A fascinating article by Rosenthal et al on chronic ocular pain in patients with dry eye following Lasik surgery and in patients with chronic, severe dry-eye syndrome noted several key findings5:
- In patients with acute painful eye (such a corneal abrasion), the ocular pain is largely removed with topical anesthesia.
- In patients with chronic, longstanding ocular pain due to SS, the level of pain (rated on a 1-to-10–point scale) only decreased by a small degree (about 30% to 50%) with topical anesthetic.
- The discrepancy between acute and chronic pain perception is not due to malingering behavior, but to changes in the brain’s mapping of nociceptive signals as a result of chronic stimulation.
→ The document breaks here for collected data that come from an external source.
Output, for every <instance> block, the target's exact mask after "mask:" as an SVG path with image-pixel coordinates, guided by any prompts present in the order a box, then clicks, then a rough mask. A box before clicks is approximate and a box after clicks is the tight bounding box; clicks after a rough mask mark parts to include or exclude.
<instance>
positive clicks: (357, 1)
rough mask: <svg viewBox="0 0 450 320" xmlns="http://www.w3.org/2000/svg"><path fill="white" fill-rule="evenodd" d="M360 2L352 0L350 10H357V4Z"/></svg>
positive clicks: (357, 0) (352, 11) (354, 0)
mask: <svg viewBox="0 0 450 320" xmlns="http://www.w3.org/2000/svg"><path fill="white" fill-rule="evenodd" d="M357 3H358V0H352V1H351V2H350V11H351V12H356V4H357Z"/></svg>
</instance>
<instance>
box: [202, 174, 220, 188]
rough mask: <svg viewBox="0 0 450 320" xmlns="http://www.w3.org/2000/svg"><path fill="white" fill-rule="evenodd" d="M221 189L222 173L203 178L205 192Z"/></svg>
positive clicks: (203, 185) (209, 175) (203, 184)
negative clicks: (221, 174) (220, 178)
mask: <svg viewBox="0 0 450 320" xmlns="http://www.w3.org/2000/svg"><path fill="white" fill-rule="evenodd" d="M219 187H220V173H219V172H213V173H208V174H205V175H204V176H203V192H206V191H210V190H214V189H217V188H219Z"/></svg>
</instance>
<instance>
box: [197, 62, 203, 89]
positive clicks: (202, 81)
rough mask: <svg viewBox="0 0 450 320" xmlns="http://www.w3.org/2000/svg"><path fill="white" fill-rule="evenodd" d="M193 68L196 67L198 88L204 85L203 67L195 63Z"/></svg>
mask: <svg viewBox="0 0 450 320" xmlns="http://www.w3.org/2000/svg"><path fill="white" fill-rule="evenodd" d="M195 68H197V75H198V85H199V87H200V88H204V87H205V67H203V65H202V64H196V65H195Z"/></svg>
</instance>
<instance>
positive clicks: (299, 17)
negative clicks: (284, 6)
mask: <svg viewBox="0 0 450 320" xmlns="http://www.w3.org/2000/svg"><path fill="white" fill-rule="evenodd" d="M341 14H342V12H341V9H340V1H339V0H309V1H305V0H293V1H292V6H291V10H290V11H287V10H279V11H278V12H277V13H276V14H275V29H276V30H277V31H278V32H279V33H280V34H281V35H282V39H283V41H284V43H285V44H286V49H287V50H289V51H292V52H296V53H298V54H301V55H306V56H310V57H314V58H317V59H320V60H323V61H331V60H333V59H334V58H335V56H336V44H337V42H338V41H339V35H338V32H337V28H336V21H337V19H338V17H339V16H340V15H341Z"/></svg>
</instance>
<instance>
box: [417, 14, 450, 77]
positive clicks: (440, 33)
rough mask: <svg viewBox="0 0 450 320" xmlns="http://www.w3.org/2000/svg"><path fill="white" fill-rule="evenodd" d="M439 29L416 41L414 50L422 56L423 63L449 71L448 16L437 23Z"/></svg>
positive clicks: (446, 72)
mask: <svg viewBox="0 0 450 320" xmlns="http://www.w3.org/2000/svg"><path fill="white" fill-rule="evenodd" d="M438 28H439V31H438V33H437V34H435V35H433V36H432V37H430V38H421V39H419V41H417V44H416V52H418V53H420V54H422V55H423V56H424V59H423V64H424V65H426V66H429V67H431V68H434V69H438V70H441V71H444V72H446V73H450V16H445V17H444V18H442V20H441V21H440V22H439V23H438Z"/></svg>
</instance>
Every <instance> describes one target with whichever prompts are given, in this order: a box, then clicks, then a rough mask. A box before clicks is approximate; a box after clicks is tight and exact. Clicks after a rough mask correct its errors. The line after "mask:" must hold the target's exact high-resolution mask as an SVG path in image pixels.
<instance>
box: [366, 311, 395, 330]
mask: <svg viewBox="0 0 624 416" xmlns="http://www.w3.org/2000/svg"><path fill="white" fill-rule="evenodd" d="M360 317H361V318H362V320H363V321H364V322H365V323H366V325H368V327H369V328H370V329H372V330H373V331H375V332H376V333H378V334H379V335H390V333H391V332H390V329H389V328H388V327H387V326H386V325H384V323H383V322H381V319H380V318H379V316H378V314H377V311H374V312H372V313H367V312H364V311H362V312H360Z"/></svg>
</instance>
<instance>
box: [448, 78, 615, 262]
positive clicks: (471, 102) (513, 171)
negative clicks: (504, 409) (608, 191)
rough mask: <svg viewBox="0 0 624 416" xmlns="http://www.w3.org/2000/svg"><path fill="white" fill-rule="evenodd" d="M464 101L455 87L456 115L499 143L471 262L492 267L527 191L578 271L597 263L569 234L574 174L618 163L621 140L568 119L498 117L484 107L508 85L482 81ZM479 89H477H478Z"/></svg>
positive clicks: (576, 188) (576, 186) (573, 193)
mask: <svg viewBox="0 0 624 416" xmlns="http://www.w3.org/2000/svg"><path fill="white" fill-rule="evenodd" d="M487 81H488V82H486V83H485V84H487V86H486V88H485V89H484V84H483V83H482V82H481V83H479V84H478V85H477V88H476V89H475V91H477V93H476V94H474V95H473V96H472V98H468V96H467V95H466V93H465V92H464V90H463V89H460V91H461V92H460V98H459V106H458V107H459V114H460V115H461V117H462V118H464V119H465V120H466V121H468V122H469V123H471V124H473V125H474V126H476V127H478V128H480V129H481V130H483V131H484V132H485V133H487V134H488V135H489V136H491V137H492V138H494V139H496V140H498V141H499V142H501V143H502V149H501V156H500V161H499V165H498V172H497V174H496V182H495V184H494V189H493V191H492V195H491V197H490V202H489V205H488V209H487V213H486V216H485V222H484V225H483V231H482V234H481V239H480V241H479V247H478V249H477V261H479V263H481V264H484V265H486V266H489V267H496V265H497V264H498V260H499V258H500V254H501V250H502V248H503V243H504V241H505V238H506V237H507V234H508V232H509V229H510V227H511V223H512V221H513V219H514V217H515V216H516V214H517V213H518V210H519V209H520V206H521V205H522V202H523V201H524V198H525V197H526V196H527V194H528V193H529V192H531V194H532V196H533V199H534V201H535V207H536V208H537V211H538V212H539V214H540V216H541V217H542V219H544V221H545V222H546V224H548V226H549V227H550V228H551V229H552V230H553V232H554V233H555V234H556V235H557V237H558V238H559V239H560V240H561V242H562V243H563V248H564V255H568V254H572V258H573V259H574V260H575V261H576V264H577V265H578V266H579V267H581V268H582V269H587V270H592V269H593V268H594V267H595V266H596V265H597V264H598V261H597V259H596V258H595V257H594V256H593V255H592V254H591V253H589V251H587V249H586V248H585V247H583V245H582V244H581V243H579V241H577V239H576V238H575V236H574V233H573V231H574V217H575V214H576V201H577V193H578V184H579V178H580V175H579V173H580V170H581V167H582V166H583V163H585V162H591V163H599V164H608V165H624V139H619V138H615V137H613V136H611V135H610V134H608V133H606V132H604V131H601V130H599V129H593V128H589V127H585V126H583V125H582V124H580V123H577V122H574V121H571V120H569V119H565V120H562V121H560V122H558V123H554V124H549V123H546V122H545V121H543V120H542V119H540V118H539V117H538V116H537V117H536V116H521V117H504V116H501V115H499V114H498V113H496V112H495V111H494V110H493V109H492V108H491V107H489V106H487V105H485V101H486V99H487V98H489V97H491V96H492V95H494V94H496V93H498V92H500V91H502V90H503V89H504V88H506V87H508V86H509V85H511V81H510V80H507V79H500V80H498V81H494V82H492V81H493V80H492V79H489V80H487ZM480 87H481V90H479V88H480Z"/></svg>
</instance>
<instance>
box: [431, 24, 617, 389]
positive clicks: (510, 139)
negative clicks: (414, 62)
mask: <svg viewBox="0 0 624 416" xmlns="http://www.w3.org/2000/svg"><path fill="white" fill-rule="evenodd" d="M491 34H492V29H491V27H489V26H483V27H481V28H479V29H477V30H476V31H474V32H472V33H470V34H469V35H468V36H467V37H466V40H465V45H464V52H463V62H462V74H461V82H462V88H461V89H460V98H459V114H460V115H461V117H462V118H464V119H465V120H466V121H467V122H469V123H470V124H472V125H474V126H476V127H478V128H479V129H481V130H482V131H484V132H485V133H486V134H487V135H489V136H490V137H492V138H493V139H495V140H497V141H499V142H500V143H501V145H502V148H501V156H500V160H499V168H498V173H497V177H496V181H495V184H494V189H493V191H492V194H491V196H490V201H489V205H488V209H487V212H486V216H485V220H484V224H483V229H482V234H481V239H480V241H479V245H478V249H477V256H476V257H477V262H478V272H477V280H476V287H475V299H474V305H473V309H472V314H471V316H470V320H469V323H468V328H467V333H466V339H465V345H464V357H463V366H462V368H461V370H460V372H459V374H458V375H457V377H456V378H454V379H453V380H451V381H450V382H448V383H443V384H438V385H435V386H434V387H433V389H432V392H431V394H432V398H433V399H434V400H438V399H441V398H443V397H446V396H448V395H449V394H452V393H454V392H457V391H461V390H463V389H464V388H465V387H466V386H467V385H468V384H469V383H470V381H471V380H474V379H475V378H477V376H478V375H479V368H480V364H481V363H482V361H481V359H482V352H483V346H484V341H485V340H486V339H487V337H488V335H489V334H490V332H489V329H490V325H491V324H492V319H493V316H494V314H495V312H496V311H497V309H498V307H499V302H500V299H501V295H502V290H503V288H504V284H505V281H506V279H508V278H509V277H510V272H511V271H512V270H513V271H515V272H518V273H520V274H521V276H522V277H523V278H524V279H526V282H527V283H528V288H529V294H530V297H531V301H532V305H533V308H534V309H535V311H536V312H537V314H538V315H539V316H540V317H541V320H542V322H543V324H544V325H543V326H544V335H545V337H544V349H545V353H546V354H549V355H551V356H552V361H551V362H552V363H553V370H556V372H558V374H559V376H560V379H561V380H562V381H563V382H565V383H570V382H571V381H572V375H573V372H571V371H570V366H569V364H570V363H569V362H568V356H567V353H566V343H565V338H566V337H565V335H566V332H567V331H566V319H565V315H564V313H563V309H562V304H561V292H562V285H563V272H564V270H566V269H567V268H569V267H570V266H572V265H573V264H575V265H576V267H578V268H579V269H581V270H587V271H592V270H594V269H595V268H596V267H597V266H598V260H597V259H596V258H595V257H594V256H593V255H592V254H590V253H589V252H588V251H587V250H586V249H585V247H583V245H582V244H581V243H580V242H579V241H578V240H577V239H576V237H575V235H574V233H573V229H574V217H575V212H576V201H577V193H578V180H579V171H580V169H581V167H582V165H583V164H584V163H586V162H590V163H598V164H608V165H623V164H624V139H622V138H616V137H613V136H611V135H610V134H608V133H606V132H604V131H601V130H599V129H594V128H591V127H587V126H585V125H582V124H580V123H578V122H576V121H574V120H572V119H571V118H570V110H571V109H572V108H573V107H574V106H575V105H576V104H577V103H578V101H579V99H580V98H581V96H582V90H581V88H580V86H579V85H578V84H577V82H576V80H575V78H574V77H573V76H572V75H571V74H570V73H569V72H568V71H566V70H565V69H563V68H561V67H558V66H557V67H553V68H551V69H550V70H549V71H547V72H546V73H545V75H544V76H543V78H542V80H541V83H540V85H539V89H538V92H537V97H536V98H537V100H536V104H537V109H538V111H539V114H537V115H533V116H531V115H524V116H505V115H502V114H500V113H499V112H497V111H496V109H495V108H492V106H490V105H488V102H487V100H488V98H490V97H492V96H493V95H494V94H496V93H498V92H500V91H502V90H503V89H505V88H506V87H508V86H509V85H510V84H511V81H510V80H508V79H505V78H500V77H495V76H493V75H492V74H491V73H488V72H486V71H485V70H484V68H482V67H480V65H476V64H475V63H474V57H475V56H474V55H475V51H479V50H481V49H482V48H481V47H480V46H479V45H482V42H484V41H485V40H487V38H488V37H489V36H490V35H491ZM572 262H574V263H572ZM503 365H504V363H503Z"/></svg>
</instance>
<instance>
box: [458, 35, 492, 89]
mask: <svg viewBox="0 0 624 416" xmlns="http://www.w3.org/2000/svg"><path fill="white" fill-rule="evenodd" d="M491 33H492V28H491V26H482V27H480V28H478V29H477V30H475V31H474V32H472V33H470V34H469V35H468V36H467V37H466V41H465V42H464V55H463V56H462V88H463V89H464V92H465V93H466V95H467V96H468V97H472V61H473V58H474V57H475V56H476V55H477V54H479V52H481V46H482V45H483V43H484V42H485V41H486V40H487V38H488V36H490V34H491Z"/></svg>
In our clinical trials with biologic agents, we have succeeded in improving a spectrum of extraglandular manifestations and associated biomarkers. However, the most disabling symptoms of ocular and oral discomfort, fatigue, and myalgias have not shown significant differences…
Thus, patients with SS are more refractory to symptomatic improvement, and we do not know why. As rheumatologists, we need to formulate better treatment options for our patients with SS. At present, we can summarize some of the major observations and list some of the obstacles toward formulating better treatment algorithms.
- The symptoms most troublesome and disabling to patients with SS—dryness and fatigue—have not responded adequately to a variety of biologic agents.
- Extraglandular manifestations of SS, such as vasculitis and associated biomarkers, have responded to biologic agents, so we know that the biologics are working, at least in part, on the systemic manifestations of SS.
- We can dissociate, at least partly, the pathways of “peripheral” vasculitic inflammation from the pathways that lead to symptoms of oral and/or ocular pain and fatigue.
- Future attention—including animal models—is needed to examine the actions of inflammatory processes on sites of neuropathic pain (trigeminal nerve, dorsal root ganglia, brain) that may not be reflected in the traditional biomarkers or cytokines measured in blood or salivary gland tissue.
Successes in SS: An Oxymoron?
We have learned that cytokines, chemokines, and neurokines are staggeringly complex. In rheumatoid arthritis (RA) and several related arthropathies, initial trials with tumor necrosis factor inhibition were successful beyond our wildest dreams. These successes led to cloning further signaling pathways and additional therapeutic agents for RA.
Patients with multiple sclerosis (MS) and patients with depression frequently complain of dryness as well as fatigue. Instead of simply labeling this malingering behavior, it is an opportunity to understand the models of cortical and subcortical function that we have not addressed in SS. The problems in combining immunologic and neurological approaches are partly bureaucratic, as well as scientific.